Z pomocą przychodzi jej Karol, kierowca. Okazuje się, że ma całkiem niezłe kontakty w przestępczym warszawskim podziemiu. Zna odpowiednich ludzi
Olga nie ma pojęcia, kto może stać za porwaniem. Podejrzanych jest wielu. Komu mogło zależeć na zniszczeniu Olgi? Kto nie ma żadnych skrupułów i jest gotowy zabić Dominikę? Czy Dominikę uda się uwolnić?
Jeśli Was zainteresował mój wpis poświęcony tej powieści, zachęcam do przeczytania jej.
„Lockdown” to powieść sensacyjna. Miłośnicy tego gatunku nie powinni być zawiedzeni, gdyż Ziębiński korzysta z różnych narzędzi typowych dla literatury sensacyjnej, a książka wręcz przypomina kino akcji, gdzie ledwie nadążamy za kolejnymi scenami. Są tu dynamiczne zwroty akcji, strzelanina, powiązania polityków ze światem gangsterów, szybki romans, duże pieniądze i gra o życie. W tle krąży śmiertelny wirus, dziesiątkujący społeczeństwo. Rząd nie ma litości – wojsko i policja strzelają do ludzi, którzy nie stosują się do zaleceń albo są już zarażeni. Krew leje się tu często i gęsto.

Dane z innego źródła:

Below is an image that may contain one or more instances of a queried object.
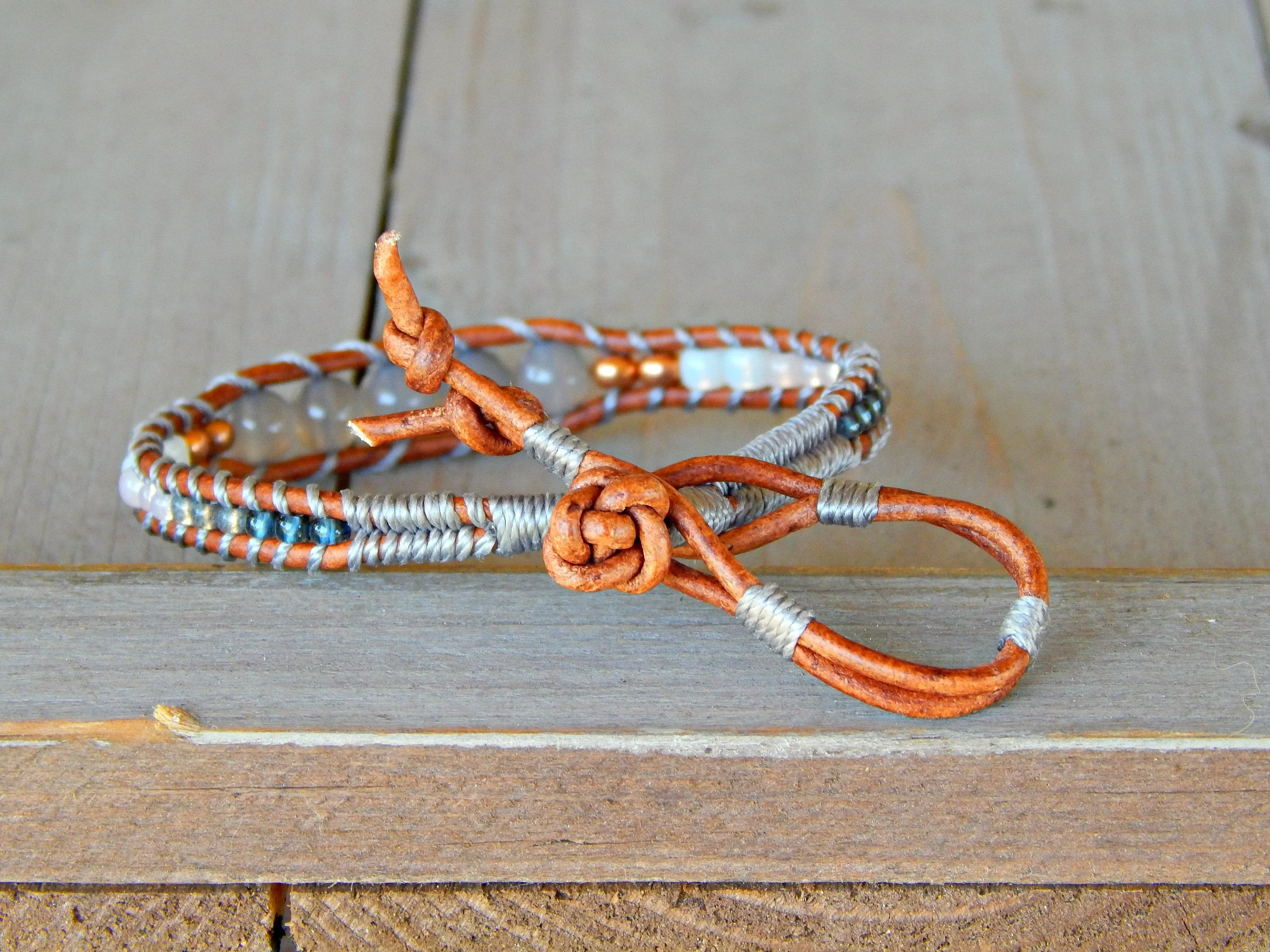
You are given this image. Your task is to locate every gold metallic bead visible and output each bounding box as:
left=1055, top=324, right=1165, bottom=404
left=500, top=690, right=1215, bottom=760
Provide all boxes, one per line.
left=591, top=354, right=639, bottom=390
left=639, top=354, right=679, bottom=387
left=207, top=420, right=234, bottom=456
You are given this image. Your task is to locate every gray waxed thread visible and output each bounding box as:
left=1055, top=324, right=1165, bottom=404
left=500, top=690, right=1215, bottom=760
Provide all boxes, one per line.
left=212, top=470, right=234, bottom=506
left=997, top=595, right=1049, bottom=659
left=269, top=542, right=291, bottom=571
left=489, top=495, right=560, bottom=555
left=305, top=546, right=326, bottom=572
left=271, top=353, right=326, bottom=378
left=124, top=338, right=889, bottom=570
left=305, top=482, right=326, bottom=519
left=273, top=480, right=291, bottom=515
left=815, top=476, right=881, bottom=529
left=243, top=473, right=260, bottom=513
left=525, top=420, right=591, bottom=482
left=737, top=584, right=815, bottom=661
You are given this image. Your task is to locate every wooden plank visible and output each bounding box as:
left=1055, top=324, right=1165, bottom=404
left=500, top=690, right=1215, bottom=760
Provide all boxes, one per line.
left=0, top=571, right=1270, bottom=883
left=0, top=566, right=1270, bottom=737
left=0, top=741, right=1270, bottom=885
left=0, top=883, right=1267, bottom=952
left=0, top=885, right=268, bottom=952
left=0, top=0, right=405, bottom=562
left=291, top=883, right=1270, bottom=952
left=371, top=0, right=1270, bottom=566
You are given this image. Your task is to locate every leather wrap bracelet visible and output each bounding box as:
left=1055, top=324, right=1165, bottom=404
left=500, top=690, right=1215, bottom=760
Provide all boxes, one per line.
left=119, top=232, right=1049, bottom=717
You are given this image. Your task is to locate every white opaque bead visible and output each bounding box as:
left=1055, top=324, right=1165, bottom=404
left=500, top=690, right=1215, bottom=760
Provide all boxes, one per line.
left=801, top=358, right=842, bottom=387
left=119, top=472, right=144, bottom=509
left=362, top=363, right=444, bottom=416
left=455, top=348, right=512, bottom=387
left=516, top=340, right=594, bottom=419
left=137, top=482, right=171, bottom=522
left=222, top=390, right=304, bottom=466
left=163, top=437, right=189, bottom=466
left=304, top=377, right=362, bottom=453
left=679, top=347, right=839, bottom=391
left=723, top=347, right=772, bottom=390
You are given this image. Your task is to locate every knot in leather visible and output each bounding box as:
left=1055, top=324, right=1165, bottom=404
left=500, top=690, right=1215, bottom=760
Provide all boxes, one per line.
left=542, top=466, right=671, bottom=594
left=442, top=387, right=542, bottom=456
left=373, top=231, right=455, bottom=393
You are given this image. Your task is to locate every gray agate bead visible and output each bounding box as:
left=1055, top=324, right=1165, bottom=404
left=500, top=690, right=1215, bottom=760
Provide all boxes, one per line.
left=222, top=390, right=304, bottom=466
left=297, top=377, right=362, bottom=453
left=516, top=340, right=593, bottom=419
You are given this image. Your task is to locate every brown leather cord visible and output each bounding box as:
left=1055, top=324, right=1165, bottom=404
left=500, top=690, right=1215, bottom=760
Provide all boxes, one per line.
left=333, top=234, right=1048, bottom=717
left=137, top=232, right=1049, bottom=717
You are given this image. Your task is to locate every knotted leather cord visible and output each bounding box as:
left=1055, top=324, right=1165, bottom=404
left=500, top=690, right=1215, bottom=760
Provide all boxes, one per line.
left=124, top=232, right=1049, bottom=717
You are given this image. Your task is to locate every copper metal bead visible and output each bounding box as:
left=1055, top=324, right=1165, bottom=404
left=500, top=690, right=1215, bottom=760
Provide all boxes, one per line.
left=639, top=354, right=679, bottom=387
left=207, top=420, right=234, bottom=456
left=591, top=354, right=639, bottom=390
left=184, top=430, right=212, bottom=465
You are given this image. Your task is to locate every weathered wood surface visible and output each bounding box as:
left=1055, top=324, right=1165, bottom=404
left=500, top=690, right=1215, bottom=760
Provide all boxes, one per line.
left=0, top=0, right=405, bottom=562
left=0, top=740, right=1270, bottom=885
left=0, top=883, right=268, bottom=952
left=364, top=0, right=1270, bottom=566
left=291, top=883, right=1270, bottom=952
left=0, top=883, right=1270, bottom=952
left=0, top=571, right=1270, bottom=737
left=0, top=570, right=1270, bottom=882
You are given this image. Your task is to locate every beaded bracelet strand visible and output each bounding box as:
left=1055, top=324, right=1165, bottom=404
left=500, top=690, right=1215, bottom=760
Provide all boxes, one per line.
left=119, top=232, right=1048, bottom=717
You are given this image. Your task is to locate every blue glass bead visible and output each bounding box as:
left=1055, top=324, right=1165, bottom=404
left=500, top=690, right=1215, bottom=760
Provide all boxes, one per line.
left=249, top=513, right=277, bottom=538
left=312, top=517, right=348, bottom=546
left=216, top=505, right=253, bottom=536
left=278, top=515, right=309, bottom=542
left=838, top=413, right=864, bottom=439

Książkę czyta się przyjemnie i szybko. Mimo że nie jestem miłośniczką tego gatunku, „Lockdown” przeczytałam z dużym zainteresowaniem. Nie tylko chciałam dowiedzieć się, czy Dominika przeżyje i kto zlecił porwanie, ale i dlatego, by sprawdzić, jak autor rozprawił się z wątkiem pandemii. Moim zdaniem, zrobił to sprawnie i z rozmysłem, pozostawiając czytelnikowi miejsce na refleksję dotyczącą obecnych czasów.
„Lockdown” to książka, którą warto przeczytać.